A formally trained artist, Jake’s stellar accolades include showing his experimental films at the Tate Modern and Sundance Film Festival alongside contract work for Adult Swim and Netflix. A multidisciplinary maker who shifted the course of animation with his uniquely rhythmic shorts, Fried’s more recent foray into the NFT game reflects an effort to shore up a more direct and sustainable revenue stream for creators. He is a bridge for a generation of nimble animators who intend to up the ante on the reception of their work in the Fine Art context. Amidst the contemporary circus of avatars and cyber jamboree, Fried’s short looping animations fuse timeless nirvana with digital discord - ultimately revealing the singularity between user and technology. 

Two additional NFTs will be minted as editions based on the 5 second looping ink and white out on paper animations Still Life with Lemons (for Margot) and Goodnight Moon (Patterns for Margot). Made within the first couple years of his daughter’s life, these two pieces reflect Fried’s shift in work rhythm to include teaching his University classes remotely from home while Fathering. With classic children’s lit firing up the synapses, we find Fried’s mark making practice radically attuned to his 19-month old’s feeding and nap patterns.

Uniquely defying the trappings of any genre, Fried’s optical illusions transmit an air of primordial longing, with the artist’s own audio compositions syncopating the flow. While Goodnight Moon is perhaps most recognizable as a riff on the popular children’s bedtime story (fans call it “Goodnight Moon on Acid”) with Fried we likewise encounter the moon as a much larger cultural symbol overlaid with mystical implications and a connection to ancient avenues of thought. Amidst casual plumbing of daily domestic objects and revamping the most revered signage of expanding consciousness - the curious movement of the pieces themselves remains primary. While much of the mainstream animation world remains in gridlock recycling the same handful of predictable tropes, Jake Fried insists these NFTS are meant to be viewed sequentially, as if lit by candle on an ancient evening tiptoeing through a dark cavernous tunnel filled with fabled glyphs.
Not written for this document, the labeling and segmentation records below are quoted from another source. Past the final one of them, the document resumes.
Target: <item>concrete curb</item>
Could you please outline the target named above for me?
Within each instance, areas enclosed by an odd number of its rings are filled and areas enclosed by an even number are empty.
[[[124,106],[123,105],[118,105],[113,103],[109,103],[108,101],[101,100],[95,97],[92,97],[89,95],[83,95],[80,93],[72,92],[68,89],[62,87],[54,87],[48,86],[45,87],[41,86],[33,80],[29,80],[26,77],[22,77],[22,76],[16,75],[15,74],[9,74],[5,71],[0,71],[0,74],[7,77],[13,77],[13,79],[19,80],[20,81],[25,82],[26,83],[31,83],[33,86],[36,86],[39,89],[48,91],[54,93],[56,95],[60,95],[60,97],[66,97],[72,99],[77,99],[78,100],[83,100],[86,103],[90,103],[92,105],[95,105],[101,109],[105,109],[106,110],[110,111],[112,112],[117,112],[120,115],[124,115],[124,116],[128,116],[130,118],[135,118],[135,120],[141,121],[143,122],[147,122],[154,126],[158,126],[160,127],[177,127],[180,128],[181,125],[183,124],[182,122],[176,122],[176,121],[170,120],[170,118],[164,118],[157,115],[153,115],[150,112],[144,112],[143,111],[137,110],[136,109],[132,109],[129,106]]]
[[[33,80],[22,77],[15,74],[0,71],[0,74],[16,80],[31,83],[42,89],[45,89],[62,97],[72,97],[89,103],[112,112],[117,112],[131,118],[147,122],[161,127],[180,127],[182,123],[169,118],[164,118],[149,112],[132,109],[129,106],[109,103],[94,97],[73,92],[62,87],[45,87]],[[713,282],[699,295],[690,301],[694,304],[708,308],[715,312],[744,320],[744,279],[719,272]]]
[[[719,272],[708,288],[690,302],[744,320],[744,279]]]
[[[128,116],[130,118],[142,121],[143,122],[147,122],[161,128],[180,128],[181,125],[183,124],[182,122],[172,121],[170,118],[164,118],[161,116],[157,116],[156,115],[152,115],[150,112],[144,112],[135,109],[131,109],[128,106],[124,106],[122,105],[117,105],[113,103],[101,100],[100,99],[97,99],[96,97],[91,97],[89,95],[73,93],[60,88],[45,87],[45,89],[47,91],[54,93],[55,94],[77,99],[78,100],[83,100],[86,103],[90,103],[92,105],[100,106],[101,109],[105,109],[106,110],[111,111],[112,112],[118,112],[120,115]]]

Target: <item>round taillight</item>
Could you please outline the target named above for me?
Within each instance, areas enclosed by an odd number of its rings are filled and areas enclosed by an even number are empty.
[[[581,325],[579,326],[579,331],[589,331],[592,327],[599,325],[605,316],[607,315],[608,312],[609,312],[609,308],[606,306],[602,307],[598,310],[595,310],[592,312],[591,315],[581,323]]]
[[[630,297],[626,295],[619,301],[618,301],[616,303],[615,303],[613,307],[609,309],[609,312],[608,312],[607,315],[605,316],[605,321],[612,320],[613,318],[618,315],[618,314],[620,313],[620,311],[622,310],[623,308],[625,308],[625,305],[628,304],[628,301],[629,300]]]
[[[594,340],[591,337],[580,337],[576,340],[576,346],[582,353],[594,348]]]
These freely accessible virtual tableaus are meant to be looped endlessly. In a world in which more complex characters such as anti-heroes and fierce mother men are badly needed, they amplify the voices of all experimental animation. With oracle-style uncanny yet familiar fortitude, Fried’s foray into the NFT realm not only elevates the quality of work discussion for all animators, it immortalizes an incredibly painstaking process - call it a MAXIMUM EFFORT. In artworks captured one frame at a time and destroyed through creation - what some critics have situated as a “viewer generated narrative” or “hallucinatory vistas” - these motion paintings continually regenerate themselves. “Out of nothing, into nothing,” says Jake.